Introduction
To evaluate whether incorporating a dedicated urgent care resident slot into the clinic schedule improves task completion efficiency, same-day appointment availability, and management of truly urgent clinical tasks.
Methods
This quality improvement initiative was conducted in an outpatient primary care clinic. A scheduling intervention was implemented that added a dedicated urgent care resident slot to address urgent tasks and same-day visit needs. Pre-intervention data were collected over 39 clinic days, and post-intervention data were collected over 6 clinic days following implementation. Outcomes measured included tasks completed per clinic day, total urgent tasks, proportion of truly urgent tasks, number of same-day appointments, and patient and provider satisfaction. Descriptive comparisons were performed between pre- and post-intervention periods.
Results
Prior to the intervention, 50 total tasks were completed over 39 clinic days (average of 1.28 tasks/day). Post-intervention, 56 tasks were completed over 6 clinic days (average of 9.3 tasks/day), representing a greater than six-fold increase in tasks completed per clinic day. Truly urgent tasks increased from 13 out of 50 pre-intervention to 19 out of 56 post-intervention. Same-day appointment availability improved from 4 out of 50 pre-intervention to 11 out of 56 post-intervention. Patient and provider satisfaction data collection was incomplete; however, among respondents who were surveyed, 100% reported satisfaction in both pre- and post-intervention periods.
Conclusions
This project was limited by a short post-intervention observation period, incomplete satisfaction data, and confounding factors including initial staff and resident unfamiliarity with task triage workflows. Transition-related constraints within the electronic medical record (Epic) and early misrouting of tasks also impacted implementation.

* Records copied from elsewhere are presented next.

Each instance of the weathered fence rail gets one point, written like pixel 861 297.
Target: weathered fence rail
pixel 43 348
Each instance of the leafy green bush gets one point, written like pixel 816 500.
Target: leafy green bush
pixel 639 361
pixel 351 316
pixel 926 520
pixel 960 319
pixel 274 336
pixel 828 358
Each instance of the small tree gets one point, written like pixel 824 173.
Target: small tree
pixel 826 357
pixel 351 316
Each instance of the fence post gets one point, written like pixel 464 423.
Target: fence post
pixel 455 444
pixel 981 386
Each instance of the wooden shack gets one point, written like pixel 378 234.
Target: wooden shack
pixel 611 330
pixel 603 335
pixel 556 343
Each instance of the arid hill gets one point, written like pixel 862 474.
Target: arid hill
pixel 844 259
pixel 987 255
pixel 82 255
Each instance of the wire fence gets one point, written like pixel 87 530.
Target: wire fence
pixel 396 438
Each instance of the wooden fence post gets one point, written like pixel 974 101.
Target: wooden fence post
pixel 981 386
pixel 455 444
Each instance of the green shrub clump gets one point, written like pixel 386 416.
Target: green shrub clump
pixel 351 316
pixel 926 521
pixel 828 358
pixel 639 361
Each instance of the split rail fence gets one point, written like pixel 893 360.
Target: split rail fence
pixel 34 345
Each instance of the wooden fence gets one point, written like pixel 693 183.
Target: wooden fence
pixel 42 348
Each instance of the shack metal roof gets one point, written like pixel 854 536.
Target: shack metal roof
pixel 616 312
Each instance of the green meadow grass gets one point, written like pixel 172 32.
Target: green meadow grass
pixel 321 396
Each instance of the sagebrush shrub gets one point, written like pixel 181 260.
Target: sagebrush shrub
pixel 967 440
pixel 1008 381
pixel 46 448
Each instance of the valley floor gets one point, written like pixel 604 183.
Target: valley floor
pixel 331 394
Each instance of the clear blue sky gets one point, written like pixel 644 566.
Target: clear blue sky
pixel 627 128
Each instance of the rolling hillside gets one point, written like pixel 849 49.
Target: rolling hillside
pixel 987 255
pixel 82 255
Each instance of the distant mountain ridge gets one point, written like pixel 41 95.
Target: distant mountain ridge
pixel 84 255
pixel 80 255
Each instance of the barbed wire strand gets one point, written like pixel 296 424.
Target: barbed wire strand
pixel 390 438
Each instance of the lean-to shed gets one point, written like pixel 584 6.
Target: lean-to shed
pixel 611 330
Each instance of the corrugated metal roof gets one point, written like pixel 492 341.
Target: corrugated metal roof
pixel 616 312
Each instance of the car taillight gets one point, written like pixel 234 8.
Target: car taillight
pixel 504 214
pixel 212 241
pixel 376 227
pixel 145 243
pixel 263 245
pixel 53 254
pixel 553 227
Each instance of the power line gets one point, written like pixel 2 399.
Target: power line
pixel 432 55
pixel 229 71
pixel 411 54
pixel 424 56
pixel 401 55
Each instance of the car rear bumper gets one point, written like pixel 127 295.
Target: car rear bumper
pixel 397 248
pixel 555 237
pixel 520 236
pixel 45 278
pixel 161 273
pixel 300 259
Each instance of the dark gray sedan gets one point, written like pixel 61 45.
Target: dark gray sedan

Introducing a dedicated urgent care resident significantly improved clinic efficiency, urgent task management, and same-day appointment availability. Future efforts will focus on enhanced staff and resident education, improved task triage workflows, and collaboration with information technology to optimize EMR integration. Expanding this model to ensure daily urgent care resident coverage with sufficient patient volume may support development of a formal urgent care rotation and further improve access to timely primary care.